The best way to strengthen philanthropic support for minority-led grassroots organizations is therefore not to impose across-the-board standards of giving for all foundations. Rather, it is to encourage a larger number of philanthropists and foundations to make this one of their very top priorities. We need more foundations such as the Steans Family Foundation of Chicago, which concentrates its giving on the impoverished West Side neighborhood of North Lawndale and has developed an expertise in identifying and helping effective neighborhood-based problem-solvers. This kind of deep commitment cannot be mandated by legislative fiat. It instead has to be inspired by persuasion, example, and appeals to the philanthropic imagination of donors.

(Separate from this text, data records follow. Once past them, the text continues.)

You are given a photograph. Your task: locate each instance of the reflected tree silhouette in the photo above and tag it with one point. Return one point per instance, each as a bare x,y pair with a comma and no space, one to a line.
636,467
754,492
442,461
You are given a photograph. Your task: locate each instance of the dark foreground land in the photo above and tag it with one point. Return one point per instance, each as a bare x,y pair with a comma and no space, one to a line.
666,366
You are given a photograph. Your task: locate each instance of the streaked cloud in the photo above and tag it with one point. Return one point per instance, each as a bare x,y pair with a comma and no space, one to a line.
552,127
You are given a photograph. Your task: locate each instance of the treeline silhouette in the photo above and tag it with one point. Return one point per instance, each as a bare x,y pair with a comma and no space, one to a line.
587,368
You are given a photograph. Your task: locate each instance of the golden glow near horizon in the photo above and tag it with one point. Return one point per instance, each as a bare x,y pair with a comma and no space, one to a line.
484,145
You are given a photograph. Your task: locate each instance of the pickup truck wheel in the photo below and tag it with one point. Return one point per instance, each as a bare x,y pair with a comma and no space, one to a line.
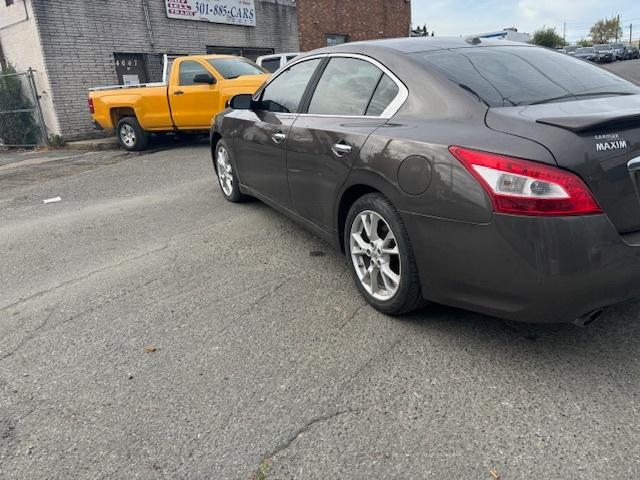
131,135
226,175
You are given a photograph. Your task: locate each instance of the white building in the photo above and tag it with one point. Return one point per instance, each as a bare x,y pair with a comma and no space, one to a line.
510,34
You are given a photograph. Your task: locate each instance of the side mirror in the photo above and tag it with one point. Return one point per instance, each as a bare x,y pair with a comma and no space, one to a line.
204,78
243,101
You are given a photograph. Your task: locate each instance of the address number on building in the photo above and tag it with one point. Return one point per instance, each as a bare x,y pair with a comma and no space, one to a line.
234,12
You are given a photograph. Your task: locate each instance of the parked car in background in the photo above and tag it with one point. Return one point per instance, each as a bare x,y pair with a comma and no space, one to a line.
198,88
273,62
475,174
620,51
586,53
604,53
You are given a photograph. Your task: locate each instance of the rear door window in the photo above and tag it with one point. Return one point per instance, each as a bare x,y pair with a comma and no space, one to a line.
284,93
385,93
509,76
345,88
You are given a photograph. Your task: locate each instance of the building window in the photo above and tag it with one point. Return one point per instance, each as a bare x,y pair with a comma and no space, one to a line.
336,39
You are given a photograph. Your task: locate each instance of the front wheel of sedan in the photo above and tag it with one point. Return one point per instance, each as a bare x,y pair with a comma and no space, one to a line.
380,256
226,175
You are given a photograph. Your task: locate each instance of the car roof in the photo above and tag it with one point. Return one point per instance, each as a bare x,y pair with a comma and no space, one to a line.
420,44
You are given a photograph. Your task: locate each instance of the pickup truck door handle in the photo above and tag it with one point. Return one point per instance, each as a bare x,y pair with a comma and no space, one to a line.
278,137
340,149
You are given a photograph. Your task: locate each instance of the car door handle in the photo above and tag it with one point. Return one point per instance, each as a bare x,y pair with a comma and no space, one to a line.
341,149
278,137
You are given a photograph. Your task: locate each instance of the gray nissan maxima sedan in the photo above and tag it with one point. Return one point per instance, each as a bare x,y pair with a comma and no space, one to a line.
492,176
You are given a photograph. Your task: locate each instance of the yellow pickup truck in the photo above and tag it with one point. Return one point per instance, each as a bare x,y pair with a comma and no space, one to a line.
198,88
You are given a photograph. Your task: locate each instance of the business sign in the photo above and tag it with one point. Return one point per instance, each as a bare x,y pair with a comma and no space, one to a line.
234,12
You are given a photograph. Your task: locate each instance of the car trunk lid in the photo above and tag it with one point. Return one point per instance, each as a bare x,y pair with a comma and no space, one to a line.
598,139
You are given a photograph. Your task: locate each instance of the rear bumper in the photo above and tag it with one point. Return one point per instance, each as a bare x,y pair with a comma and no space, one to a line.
531,269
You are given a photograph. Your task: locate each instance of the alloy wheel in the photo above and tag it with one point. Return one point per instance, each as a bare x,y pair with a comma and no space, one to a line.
225,173
375,255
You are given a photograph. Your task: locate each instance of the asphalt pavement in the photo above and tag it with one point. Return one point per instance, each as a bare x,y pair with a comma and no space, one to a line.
150,329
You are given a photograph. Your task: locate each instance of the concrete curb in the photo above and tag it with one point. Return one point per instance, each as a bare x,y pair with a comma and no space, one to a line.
98,144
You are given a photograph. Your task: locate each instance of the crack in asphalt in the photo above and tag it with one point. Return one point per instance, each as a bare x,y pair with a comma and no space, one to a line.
82,277
39,329
32,334
290,440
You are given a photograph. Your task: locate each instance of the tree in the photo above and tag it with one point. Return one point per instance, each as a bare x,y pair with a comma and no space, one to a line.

The Philanthropy Roundtable is also concerned that AB 624 represents a significant departure from the public policy framework that has governed foundations for the past century. Historically, donors and trustees have had wide discretion to define the charitable priorities of foundations, and to determine how best to achieve their philanthropic objectives. The primary concern of legislation and of law enforcement at both the federal and state level has been to ensure that foundation assets are used for charitable purposes, and not, say, for personal inurement or partisan political activity.
Disclosure rules have followed this framework. Foundations have had to disclose their grants, to ensure that they are giving to genuine public charities; they have also had to disclose their investments and (certain) salaries, to ensure they are not engaging in self-dealing. Otherwise, disclosure requirements have been kept to a minimum, as policymakers have recognized that foundations are private organizations that should be free to make their own decisions, including how much to disclose about their grantmaking processes.
AB 624 is inconsistent with this tradition. If it were to become law, the government would in effect be using disclosure requirements to suggest that some philanthropic objectives are preferable to others. This would be a dangerous precedent, and advocates of other kinds of philanthropic funding would surely use the political process to push for new disclosure requirements of their own. It is not the business of government to tell foundations what their grantmaking priorities should be. That is a decision for foundations themselves.
Adam Meyerson is president of The Philanthropy Roundtable.